Weekly Update

NoSQL and SQL: learning to play nice

Last week, Microsoft announced, and released to preview, its very own document store NoSQL database for its Azure cloud platform. The company also announced a new search service (also in preview) and, at long last, the general availability HBase, the Hadoop-based column family NoSQL database, as part of its HDInsight cloud Hadoop offering.

Redmond does documents
The release of Azure DocumentDB (as the document store offering is branded) is probably the most notable of the three announcements, and for a few reasons. First, I had been hearing rumors for at least two years that this product would be forthcoming, and was glad to hear that it had made it out the door. Second, it’s interesting to see that the company that brings you the product called “SQL Server” is seeing benefit in NoSQL stores. In fact, if you include Azure Storage tables (a key-value NoSQL store) and the aforementioned HBase on HDInsight, Microsoft now has three separate NoSQL offerings.

But the really notable thing about DocumentDB is how it combines features associated with conventional, relational databases and those typical of document store NoSQL products.

DocumentDB is premised on storing multi-structured data, formatted as JavaScript Object Notation (JSON) objects. JSON format allows for data that is hierarchical, and whose structure may differ between documents (akin to rows) in a collection (akin to a table). DocumentDB also allows for server-side stored procedures, written in JavaScript, to be stored in the database and executed over data within it.

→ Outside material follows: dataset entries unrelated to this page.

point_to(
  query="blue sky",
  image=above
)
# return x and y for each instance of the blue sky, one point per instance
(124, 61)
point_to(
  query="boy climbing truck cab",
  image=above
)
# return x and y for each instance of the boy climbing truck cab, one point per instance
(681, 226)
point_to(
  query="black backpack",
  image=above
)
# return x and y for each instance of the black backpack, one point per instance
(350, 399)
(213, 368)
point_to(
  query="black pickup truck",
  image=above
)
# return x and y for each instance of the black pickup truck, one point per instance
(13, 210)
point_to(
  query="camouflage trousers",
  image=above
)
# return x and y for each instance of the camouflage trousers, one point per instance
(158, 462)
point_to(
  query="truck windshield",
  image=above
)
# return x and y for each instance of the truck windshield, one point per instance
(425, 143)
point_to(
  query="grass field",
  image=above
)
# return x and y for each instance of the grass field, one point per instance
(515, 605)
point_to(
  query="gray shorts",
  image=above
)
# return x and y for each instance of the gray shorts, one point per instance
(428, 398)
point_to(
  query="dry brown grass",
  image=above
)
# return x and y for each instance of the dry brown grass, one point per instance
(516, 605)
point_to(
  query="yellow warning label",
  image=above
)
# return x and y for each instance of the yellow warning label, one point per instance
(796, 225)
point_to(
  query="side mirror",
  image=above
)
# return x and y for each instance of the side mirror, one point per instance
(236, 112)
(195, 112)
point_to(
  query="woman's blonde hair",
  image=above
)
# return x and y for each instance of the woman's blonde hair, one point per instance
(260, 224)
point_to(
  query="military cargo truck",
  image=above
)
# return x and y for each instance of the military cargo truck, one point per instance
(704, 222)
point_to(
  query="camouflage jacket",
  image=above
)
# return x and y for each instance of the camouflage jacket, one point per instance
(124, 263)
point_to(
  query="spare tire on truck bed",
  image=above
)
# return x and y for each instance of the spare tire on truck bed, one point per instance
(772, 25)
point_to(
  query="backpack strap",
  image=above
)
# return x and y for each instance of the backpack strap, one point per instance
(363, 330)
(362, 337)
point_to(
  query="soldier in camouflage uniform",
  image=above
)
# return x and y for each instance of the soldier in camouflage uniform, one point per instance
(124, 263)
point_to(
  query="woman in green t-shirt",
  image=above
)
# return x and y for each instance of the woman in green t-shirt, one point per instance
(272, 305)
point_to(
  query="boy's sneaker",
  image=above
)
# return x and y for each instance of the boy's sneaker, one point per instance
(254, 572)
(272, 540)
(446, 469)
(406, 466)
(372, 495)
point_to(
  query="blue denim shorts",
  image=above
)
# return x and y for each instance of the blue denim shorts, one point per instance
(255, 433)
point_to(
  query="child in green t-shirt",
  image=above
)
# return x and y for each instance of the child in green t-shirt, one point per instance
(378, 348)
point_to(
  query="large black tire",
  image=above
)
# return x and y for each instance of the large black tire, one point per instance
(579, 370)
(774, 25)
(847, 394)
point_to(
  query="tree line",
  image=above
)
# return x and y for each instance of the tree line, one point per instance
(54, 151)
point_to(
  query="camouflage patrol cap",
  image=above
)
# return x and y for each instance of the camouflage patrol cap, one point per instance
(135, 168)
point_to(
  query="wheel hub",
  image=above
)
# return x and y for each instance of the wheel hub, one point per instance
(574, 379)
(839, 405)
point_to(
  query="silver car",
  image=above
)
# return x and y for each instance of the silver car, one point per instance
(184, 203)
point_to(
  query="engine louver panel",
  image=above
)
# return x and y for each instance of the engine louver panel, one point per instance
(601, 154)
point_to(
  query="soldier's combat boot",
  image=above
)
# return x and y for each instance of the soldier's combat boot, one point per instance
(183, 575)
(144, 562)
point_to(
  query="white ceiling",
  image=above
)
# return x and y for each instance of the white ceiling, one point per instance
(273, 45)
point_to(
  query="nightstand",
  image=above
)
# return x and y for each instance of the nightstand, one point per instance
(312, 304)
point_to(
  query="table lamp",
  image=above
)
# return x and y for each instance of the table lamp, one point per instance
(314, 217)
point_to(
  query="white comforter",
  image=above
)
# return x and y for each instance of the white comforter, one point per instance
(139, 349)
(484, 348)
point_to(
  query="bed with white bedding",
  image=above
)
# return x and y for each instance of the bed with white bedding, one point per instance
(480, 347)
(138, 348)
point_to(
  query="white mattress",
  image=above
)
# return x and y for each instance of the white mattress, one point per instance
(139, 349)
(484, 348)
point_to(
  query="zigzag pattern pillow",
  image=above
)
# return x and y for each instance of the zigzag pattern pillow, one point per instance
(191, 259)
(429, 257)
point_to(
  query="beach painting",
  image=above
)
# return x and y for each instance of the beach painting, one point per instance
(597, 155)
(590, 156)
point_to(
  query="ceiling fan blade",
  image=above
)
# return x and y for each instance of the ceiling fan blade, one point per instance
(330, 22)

The features I’ve just discussed are also to be found in other document stores, including MongoDB, Apache CouchDB and CouchBase. They are standard…even assumed. But what makes DocumentDB different is that it takes that feature set and adds features typically associated with conventional relational databases: a SQL dialect for querying and adjustable levels of database “consistency.”

Flexible consistency
While seemingly a dry topic, the latter is quite significant, and indicative of an emerging trend in the market. Without going into a crazily technical description of database consistency, consider the two typical extremes. Virtually all relational, transactional databases enforce rigid consistency of the data, including in clustered scenarios: no one sees a change to the data until everyone, on every node, does.  So updates aren’t complete until they are fully propagated.  That’s safe, but can be slow.

Many NoSQL databases, on the other hand, use a model called “eventual consistency,” whereby the operation of writing or updating data may be considered complete even before the change has fully propagated across all nodes. “Eventually” all other nodes will catch up though. A great example of eventual consistency is the domain name server (DNS) system on the Internet: when a domain is updated to a new numeric IP address (like 205.232.3.7) not all Internet users see that change right away, even while others do. But eventually all DNS servers will reflect the change.

So what if you want to mix and match? What if you want a database that handles multi-structured data but also offers full database consistency? What if you want full consistency on some data collections but not on others? DocumentDB takes the bold step of allowing developers to choose – between not just those two, but a total of four consistency models. The developer is thus given the power to tradeoff between high consistency and low latency.

So, even though the company that makes SQL Server has seen fit to offer a kind of “NoSQL Server,” it’s also blurring the lines between the two approaches to database management, which may one day lead the software behemoth to accommodate both models in the same product. This would break down newly emerging data siloes and bring conventional databases like SQL Server into the modern era.

SQL for machine data
Another recent release that bears mention in this discussion is a new machine data platform, called X15. While functionally, X15 provides similar functionality to other machine data-specific platforms, like Splunk, it does so with a novel architecture.

First off, X15 implements its own indexing engine and massively parallel processing (MPP) database engine over the Hadoop Distributed File System (HDFS); second, it provides a SQL-based query interface to the (multi-structured) log data that it manages; and third, it has extended the SQL grammar to allow for search-based query techniques to be comingled with standard SQL constructs. This contrasts with Microsoft’s preview offering of a standalone search service which is aimed more at site search than it is a search interface for databases.

As with Azure DocumentDB, X15 decided to standardize on the SQL query language and adapt it for NoSQL querying. It also adapted SQL to take on full-text search expressions. In so doing it has decided to mesh old standards with new technology, to be used in new workloads.

In the end, that’s exactly what the market needs if those new technologies are to be widely adopted in the Enterprise.